Re: Update to 1.4.8

2014-04-08 Thread Edgar Veiga
Hi Timo,

...So I stopped AAE on all nodes (with riak attach), removed the AAE
folders on all the nodes. And then restarted them one-by-one, so they
all started with a clean AAE state. Then about a day later the cluster
was finally in a normal state.

I don't understand the difference between what you did and what I'm
describing in the former emails? I've stopped the aae via riak attach, and
then one by one, I've stopped the node, removed the anti-entropy data and
started the node. Is there any subtle difference I'm not getting?

I'm asking this because indeed this hasn't proved to be enough to stop the
cluster entire cluster load. Another thing is the anti-entropy dir data
size, since the upgrade it has reached very high values comparing to the
previous ones...

Best regards
___
riak-users mailing list
riak-users@lists.basho.com
http://lists.basho.com/mailman/listinfo/riak-users_lists.basho.com


Re: Update to 1.4.8

2014-04-08 Thread Timo Gatsonides
 ...So I stopped AAE on all nodes (with riak attach), removed the AAE folders 
 on all the nodes.

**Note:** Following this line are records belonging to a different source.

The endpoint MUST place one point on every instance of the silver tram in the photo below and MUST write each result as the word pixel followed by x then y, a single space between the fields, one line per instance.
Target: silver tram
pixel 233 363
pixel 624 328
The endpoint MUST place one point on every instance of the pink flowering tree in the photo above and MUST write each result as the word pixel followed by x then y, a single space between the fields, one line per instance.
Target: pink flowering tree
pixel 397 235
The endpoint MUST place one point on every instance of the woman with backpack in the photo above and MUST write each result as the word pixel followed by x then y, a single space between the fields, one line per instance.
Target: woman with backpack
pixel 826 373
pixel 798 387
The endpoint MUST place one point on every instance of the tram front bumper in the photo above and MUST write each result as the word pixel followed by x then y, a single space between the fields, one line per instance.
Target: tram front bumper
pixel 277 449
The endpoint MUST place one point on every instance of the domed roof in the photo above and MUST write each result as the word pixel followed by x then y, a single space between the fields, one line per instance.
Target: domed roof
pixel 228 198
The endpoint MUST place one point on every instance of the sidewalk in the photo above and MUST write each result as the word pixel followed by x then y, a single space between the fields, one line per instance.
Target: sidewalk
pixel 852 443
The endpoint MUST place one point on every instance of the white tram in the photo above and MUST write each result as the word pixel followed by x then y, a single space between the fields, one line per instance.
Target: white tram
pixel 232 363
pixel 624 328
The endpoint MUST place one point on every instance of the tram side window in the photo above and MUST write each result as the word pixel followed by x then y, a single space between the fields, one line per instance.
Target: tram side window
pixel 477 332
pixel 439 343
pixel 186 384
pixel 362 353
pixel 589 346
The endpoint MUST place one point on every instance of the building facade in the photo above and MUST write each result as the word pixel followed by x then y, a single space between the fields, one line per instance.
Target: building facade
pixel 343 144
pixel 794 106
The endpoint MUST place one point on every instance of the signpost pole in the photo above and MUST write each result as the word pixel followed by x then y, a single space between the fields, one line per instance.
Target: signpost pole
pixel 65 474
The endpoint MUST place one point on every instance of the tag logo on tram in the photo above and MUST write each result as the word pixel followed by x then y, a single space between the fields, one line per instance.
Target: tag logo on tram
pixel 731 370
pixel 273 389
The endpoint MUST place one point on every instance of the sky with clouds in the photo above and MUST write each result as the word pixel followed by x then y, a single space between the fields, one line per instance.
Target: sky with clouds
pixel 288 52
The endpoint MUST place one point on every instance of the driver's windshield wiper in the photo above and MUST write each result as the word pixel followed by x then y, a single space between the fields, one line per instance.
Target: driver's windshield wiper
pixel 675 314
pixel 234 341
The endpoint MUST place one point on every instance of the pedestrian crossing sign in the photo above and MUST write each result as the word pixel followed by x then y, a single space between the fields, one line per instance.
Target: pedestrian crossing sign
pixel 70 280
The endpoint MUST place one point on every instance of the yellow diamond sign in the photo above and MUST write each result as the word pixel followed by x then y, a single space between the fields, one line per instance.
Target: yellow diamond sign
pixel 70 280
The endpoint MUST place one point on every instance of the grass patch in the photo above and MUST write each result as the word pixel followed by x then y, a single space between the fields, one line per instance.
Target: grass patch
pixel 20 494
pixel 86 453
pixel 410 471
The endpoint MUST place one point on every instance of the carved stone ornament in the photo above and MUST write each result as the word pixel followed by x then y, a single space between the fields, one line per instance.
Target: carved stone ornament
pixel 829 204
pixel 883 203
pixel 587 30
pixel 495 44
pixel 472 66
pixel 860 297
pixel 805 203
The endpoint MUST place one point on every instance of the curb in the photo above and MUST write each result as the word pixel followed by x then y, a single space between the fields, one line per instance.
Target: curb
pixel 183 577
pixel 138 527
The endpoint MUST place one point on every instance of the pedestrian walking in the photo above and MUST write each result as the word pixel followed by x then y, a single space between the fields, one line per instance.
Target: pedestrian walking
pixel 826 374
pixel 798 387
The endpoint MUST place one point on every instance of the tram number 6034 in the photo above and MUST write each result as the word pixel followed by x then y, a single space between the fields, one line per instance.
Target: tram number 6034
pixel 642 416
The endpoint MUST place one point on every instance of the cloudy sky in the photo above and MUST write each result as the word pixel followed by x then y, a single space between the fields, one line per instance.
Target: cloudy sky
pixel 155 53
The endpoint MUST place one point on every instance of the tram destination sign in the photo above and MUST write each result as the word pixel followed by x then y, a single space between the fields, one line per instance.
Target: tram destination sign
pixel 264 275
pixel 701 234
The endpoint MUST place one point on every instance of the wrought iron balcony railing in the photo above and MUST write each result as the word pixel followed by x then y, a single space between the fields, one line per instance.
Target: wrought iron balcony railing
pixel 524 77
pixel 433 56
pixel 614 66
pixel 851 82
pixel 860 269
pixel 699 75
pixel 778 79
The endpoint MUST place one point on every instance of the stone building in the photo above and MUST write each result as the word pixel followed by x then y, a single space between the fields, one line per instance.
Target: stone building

And then restarted them one-by-one, so they all started 
 with a clean AAE state. Then about a day later the cluster was finally in a 
 normal state.
 I don't understand the difference between what you did and what I'm 
 describing in the former emails? I've stopped the aae via riak attach, and 
 then one by one, I've stopped the node, removed the anti-entropy data and 
 started the node. Is there any subtle difference I'm not getting?
 
 I'm asking this because indeed this hasn't proved to be enough to stop the 
 cluster entire cluster load. Another thing is the anti-entropy dir data size, 
 since the upgrade it has reached very high values comparing to the previous 
 ones…

Unfortunately I don’t have a 100% definitive answer for you, maybe someone from 
Basho can advise. 

In my case I noticed that after running riak_kv_entropy_manager:disable() the 
IO load did not decrease immediately and on some servers it took quite a while 
before iostat showed disk I/O going to normal levels. I only removed the AAE 
folders after IO load was normal.

Now that you have mentioned it I just took a look at my servers and the 
anti-entropy dir is large (500Mb) on my servers too, although it varies from 
one server to the next.

Best regards,
Timo

___
riak-users mailing list
riak-users@lists.basho.com
http://lists.basho.com/mailman/listinfo/riak-users_lists.basho.com


Re: Update to 1.4.8

2014-04-08 Thread Edgar Veiga
Well, my anti-entropy folders in each machine have ~120G, It's quite a
lot!!!

I have ~600G of data per server and a cluster of 6 servers with level-db.
Just for comparison effects, what about you?

Someone of basho, can you please advise on this one?

Best regards! :)


On 8 April 2014 11:02, Timo Gatsonides t...@me.com wrote:

 ...So I stopped AAE on all nodes (with riak attach), removed the AAE folders 
 on all the nodes. And then restarted them one-by-one, so they all started 
 with a clean AAE state. Then about a day later the cluster was finally in a 
 normal state.

 I don't understand the difference between what you did and what I'm
 describing in the former emails? I've stopped the aae via riak attach, and
 then one by one, I've stopped the node, removed the anti-entropy data and
 started the node. Is there any subtle difference I'm not getting?

 I'm asking this because indeed this hasn't proved to be enough to stop the
 cluster entire cluster load. Another thing is the anti-entropy dir data
 size, since the upgrade it has reached very high values comparing to the
 previous ones...


 Unfortunately I don't have a 100% definitive answer for you, maybe someone
 from Basho can advise.

 In my case I noticed that after running riak_kv_entropy_manager:disable()
 the IO load did not decrease immediately and on some servers it took quite
 a while before iostat showed disk I/O going to normal levels. I only
 removed the AAE folders after IO load was normal.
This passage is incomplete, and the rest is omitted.